Raids on Yukos Affiliates Presage New Charges

MOSCOW, Oct. 6 -- Russian prosecutors have launched a series of raids at banks, businesses and offices associated with the foundering oil company Yukos and its founder, Mikhail Khodorkovsky, in what appears to be the preamble to new charges against the jailed magnate. On Wednesday, police searched the offices of Russian companies that did business with Yukos, and Dutch police searched the Amsterdam office of a Yukos subsidiary that manages the oil company's overseas assets. Prosecutors said the searches were part of an investigation into a $7 billion money-laundering scheme.

Mikhail Khodorkovsky
Mikhail Khodorkovsky (Misha Japaridze - AP)

The Russian business daily Kommersant reported that new charges against Khodorkovsky were imminent. He "won't be surprised by the most absurd new charges that might be brought against him in response to continuing public and political activities," one of his attorneys, Anton Drel, told reporters Thursday. "For two years we have been witnessing a tragedy of justice. Now it is time for a farce."

Drel's law office was searched as part of the probe. Police also pored through files and computers at a nongovernmental organization, the Open Russia Foundation, which was set up in 2001 by Khodorkovsky to promote exchanges with the West.

On Thursday, another of Khodorkovsky's lawyers, Olga Artyukhova, was disbarred by the Moscow Chamber of Lawyers, the Russian news agency Interfax reported.

The money-laundering probe is apparently related to Fargoil, a Yukos subsidiary, which prosecutors first said they were investigating two years ago. Prosecutors have charged that Yukos used Fargoil to siphon billions of dollars from oil sales illegally into offshore accounts.

"The investigation has information that between 2000 and 2003 some executives and members of the staff of Yukos stole and laundered $7 billion by means of taking these funds out of the country," the prosecutor's office said in a statement. After the raids, the prosecutor's office said it had seized "accounting reports, stock transactions, supplements to contracts listing dummy and offshore companies, electronic databases, seals and forms of other organizations."

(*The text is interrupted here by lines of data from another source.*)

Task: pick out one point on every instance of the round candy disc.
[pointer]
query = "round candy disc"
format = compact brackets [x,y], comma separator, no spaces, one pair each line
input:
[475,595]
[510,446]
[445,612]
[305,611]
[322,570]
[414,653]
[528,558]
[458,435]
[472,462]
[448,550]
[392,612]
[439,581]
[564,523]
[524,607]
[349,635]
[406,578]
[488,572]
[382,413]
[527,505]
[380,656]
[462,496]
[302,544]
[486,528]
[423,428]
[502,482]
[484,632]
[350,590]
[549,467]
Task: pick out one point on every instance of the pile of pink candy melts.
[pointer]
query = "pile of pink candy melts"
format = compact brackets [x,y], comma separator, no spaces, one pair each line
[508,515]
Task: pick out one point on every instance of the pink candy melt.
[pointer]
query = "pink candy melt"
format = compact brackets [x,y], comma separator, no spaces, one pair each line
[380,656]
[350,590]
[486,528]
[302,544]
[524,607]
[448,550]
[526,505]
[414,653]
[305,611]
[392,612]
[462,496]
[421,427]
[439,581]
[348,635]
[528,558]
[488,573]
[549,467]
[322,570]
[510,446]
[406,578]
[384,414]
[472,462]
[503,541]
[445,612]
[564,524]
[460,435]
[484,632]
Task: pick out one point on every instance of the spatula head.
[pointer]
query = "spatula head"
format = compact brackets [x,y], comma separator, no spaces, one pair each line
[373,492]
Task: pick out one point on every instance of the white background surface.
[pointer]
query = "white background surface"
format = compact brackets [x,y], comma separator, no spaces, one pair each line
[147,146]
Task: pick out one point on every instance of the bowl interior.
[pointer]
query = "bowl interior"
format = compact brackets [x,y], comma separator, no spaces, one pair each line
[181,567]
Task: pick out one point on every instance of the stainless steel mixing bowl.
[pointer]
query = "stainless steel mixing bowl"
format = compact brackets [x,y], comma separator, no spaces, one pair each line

Officials at Yukos have denied the allegations, saying that the company's use of Fargoil and another subsidiary, Ratibor, was completely open.

The fallen magnate's supporters say his prosecution was instigated by the Kremlin to silence a political rival. With time served and good behavior, Khodorkovsky could be eligible for release before presidential elections in 2008, but fresh charges would likely extend his prison time even if he is not ultimately convicted.

Moreover, if he is the subject of a new investigation, Khodorkovsky can be kept at a pretrial detention center in Moscow, where he is now held under close monitoring. "We are in no doubt that the authorities will use any pretext to keep him where he is and to maintain full control over him," another of Khodorkovsky's attorneys, Yevgeny Baru, told Echo Moskvy radio.

Last December, a state-owned company, Rosneft, bought Yukos's prize asset, the Yuganskneftegaz oil fields, which yield 1 million barrels a day. The state forced its sale by auction to recover some of the $28 billion in back taxes that it says Yukos owes.